5. The newly created company resulting from the operation will take over the target companies Backlunda and Minos, which are existing companies active on the market as fully autonomous economic entities. Accordingly, the operation will result in the constitution of a full-function joint venture. It thus constitutes a concentration within the meaning of article 3(1)b of the Merger Regulation.

IV COMMUNITY DIMENSION

6. The undertakings concerned have a combined aggregate world-wide turnover in excess of EURO 5,000 million (DB, EURO 38 882 million; SPP, EURO 1 551 million). Each of at least two undertakings concerned has a Community-wide turnover in excess of EURO 250 million (DB, EURO 28 124 million; SPP, EURO 1 551 million), but they do not achieve more than two-thirds of their aggregate Community-wide turnover within one and the same Member State. Therefore, the notified operation has a Community dimension. It does not constitute a co-operation case under the EEA Agreement.

V THE RELEVANT MARKET

The relevant product market

7. The operation involves the Swedish sector for real estate. In this respect, the acquired companies own, manage, acquire, sell and lease real estate properties. With respect to the product market definition, such a market may be divided into two segments, notably properties for commercial use and properties for residential use.However, the exact definition of the product markets may be left open since, even on the narrowest possible option, the operation will not have any appreciable competitive impact.

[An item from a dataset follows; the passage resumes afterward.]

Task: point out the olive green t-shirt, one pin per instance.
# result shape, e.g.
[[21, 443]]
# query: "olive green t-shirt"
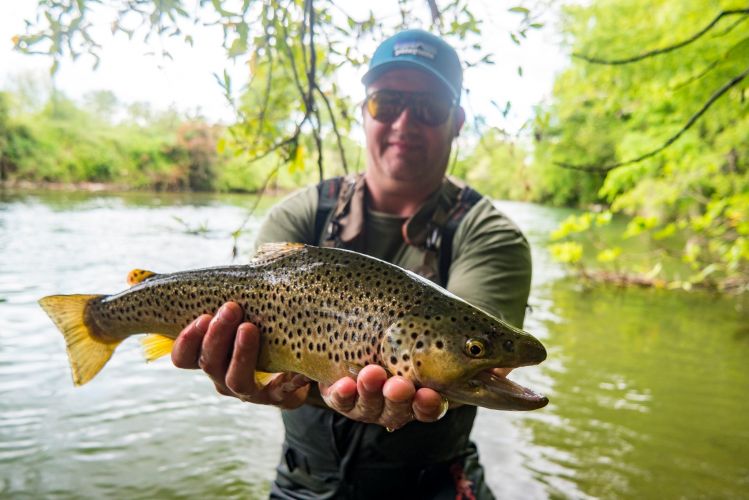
[[490, 266]]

The relevant geographic market

8. With respect to the geographic scope of the market, this can also be segmented into local geographic areas (such as municipalities), in particular by taking into account the demand side of the market. However, this question can be left open since, even taking the narrowest possible option, the operation will have, in any event, an insignificant impact.

VI ASSESSMENT

9. The total size of the Swedish real estate market is approximately 420 000 000 square metres, of which 155 000 000 are for residential use and approximately 265 000 000 square metres are for commercial use. The total lettable area of the target companies' properties is approximately 389 000, all for commercial use. As a consequence, the target companies' market share at national level is absolutely negligible (around 0,15 %).

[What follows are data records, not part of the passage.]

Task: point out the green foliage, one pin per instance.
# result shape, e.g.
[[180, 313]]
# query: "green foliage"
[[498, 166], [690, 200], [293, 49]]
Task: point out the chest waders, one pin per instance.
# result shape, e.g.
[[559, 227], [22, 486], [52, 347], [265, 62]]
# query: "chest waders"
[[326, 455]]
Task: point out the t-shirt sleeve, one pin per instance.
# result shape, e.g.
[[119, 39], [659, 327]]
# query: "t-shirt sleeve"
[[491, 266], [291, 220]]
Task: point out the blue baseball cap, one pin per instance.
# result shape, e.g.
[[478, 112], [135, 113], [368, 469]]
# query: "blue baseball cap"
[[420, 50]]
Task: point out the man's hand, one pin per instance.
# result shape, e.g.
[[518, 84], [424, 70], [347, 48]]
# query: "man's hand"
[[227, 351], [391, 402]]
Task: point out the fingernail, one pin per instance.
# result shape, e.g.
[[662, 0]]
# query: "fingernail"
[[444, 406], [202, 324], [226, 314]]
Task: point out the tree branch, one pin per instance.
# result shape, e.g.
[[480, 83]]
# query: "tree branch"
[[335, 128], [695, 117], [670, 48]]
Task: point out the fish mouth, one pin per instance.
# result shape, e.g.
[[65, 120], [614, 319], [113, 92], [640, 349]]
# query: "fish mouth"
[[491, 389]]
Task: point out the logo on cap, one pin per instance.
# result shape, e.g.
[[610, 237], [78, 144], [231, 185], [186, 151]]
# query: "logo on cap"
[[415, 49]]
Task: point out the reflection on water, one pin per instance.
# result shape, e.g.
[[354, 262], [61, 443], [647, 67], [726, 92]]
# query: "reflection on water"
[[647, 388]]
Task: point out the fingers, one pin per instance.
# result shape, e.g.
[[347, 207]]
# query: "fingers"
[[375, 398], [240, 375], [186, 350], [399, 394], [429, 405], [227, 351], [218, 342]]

10. It should be noted that outside the joint venture being constituted through the current operation, DBI, SPP and Öhman operate already in the real estate market in Sweden, but with an insignificant presence as well. More specifically, the aggregate area of the properties owned by the parent companies does not exceed 5 % on any product and geographic market. Accordingly, even if the markets are defined as local in scope and are further broken down in residential and commercial, the combined market shares of the joint venture and its parent companies will remain extremely small (in any event below 5 %). No competitive concerns thus arise from the notified operation.

11. In the light of the above described scenario, notwithstanding the fact that two of the acquiring parent companies are active on the same market as the joint venture, any appreciable cooperative aspect resulting from the transaction is also to be excluded.

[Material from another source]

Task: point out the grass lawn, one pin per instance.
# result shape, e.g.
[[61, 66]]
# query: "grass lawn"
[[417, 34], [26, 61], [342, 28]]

12. From the above it follows that, on the basis of the notification made by the parties, the concentration will have no impact on competition in the EEA. The planned concentration neither creates nor strengthens a dominant position as a result of which effective competition would be significantly impeded in the EEA or in a substantial part of it.

VII CONCLUSION

13. For the above reasons, the Commission decides not to oppose the notified operation and to declare it compatible with the common market and with the EEA Agreement. This decision is adopted in application of Article 6(1)(b) of Council Regulation (EEC) n° 4064-89 and article 57 of the EEA Agreement.